Why do AI systems miss jokes and wordplay so consistently?
Exploring whether AI's literal reading of language stems from how transformers process tokens in parallel rather than through selective frame-activation like humans do. Understanding this gap could reveal what cognitive operations current architectures lack.
The transformer architecture processes a sequence of tokens through attention layers that compute relations across all token pairs. Information about the words is integrated, but the integration is parallel and additive — every token influences every other in proportion to the attention weights. There is no cognitive operation that suppresses some attention paths in order to surface the frame that holds a subset of tokens together. The mechanism does not do selective-resonance; it does weighted-aggregation.
This explains a recurring AI failure pattern. Given material that contains a frame activated by some words but not others, AI tends to read the material literally — taking each word at its compositional value rather than catching the frame the subset activates. The bullseye example illustrates: given "bullseye" applied to a design with a dot, a cover, and an arrow through it, AI reads "bullseye" as compliment-metaphor and misses the archery frame three of the four words activate. The miss is structural, not a knowledge gap. AI knows what "bullseye" is, knows what "arrow" is, knows what "dot" is. What it does not do is select these three for frame-activation while suppressing "cover."
This generalizes beyond wordplay. The same mechanism underlies AI difficulties with jokes (the punchline activates a frame that recontextualizes the setup), with poetry (image-clusters activate frames the literal words do not), with rhetoric (where a frame is built from selective material across a passage).

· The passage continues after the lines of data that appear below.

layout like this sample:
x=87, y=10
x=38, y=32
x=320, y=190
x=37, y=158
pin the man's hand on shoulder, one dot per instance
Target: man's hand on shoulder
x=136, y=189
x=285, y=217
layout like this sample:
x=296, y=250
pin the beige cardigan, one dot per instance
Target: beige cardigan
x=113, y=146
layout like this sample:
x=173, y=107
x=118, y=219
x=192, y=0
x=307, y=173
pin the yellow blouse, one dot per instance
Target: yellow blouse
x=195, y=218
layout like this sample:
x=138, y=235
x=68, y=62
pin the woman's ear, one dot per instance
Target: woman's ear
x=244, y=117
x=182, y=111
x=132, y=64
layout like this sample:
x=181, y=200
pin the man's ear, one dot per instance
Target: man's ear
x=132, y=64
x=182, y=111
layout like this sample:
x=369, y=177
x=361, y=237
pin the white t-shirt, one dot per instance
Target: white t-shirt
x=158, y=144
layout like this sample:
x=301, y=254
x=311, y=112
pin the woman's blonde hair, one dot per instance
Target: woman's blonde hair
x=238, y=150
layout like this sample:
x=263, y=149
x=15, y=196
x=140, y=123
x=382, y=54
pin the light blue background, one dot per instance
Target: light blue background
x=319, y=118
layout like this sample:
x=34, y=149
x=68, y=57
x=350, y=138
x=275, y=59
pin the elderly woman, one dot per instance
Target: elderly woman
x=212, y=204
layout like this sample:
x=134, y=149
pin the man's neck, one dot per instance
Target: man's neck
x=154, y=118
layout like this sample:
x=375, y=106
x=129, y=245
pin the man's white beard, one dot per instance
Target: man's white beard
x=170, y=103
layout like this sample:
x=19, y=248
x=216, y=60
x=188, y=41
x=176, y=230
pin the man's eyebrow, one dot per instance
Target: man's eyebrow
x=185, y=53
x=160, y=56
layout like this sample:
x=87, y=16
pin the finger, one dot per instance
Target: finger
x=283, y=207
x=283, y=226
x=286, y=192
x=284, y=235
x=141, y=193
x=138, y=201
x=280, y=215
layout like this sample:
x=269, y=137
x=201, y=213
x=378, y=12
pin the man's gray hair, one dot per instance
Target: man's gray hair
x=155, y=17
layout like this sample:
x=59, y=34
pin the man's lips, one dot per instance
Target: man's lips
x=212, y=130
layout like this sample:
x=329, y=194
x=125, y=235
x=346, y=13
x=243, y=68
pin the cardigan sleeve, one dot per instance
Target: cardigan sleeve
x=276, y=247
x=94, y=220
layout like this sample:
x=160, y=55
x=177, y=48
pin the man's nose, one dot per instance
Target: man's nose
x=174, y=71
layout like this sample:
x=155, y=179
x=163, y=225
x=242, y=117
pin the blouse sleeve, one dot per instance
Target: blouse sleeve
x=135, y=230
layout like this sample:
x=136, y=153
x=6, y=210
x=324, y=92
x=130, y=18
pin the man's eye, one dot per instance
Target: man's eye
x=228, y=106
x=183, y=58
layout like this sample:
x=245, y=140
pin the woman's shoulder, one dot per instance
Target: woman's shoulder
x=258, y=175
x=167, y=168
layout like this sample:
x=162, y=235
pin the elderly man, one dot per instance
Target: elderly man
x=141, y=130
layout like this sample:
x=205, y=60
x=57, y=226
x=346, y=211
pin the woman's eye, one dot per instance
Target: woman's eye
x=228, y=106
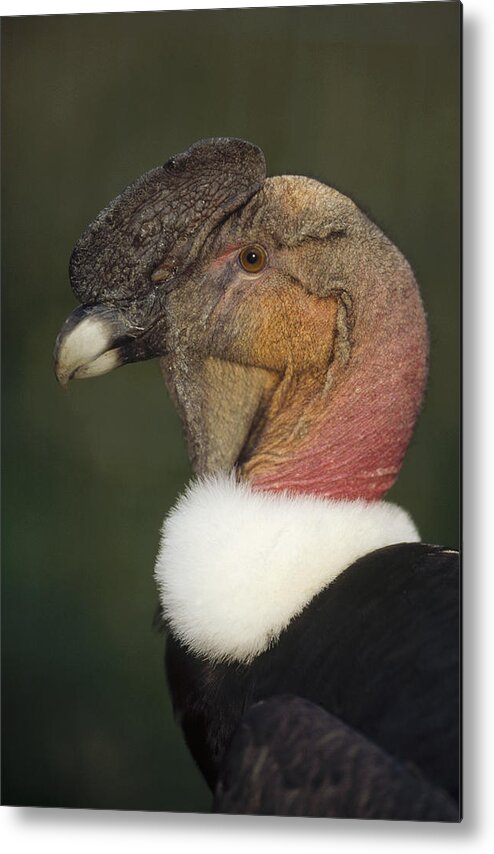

Each of these depends on selective-resonance — the operation transformers do not perform. The miss is not "AI lacks world knowledge"; it is "AI lacks the selective-suppression operation that frame-activation requires."
Does the mind selectively activate frames from only some words? is the human-side companion. Together the two claims locate the difference precisely: not that AI lacks data or context, but that the cognitive operation human meaning-making relies on is not the operation transformers perform.
The strongest counterargument: better attention mechanisms, finer-grained attention heads, and explicit frame-extraction layers could close the gap. Possible but not yet evident. The gap appears even in the largest models with the most sophisticated attention, which suggests the operation needed is not just better attention but a different operation. Selective frame-activation may require something architecturally distinct from attention-as-weighted-aggregation.
Source: Making Sense - brief for co-authored essay on language
Related concepts in this collection
-
Does the mind selectively activate frames from only some words?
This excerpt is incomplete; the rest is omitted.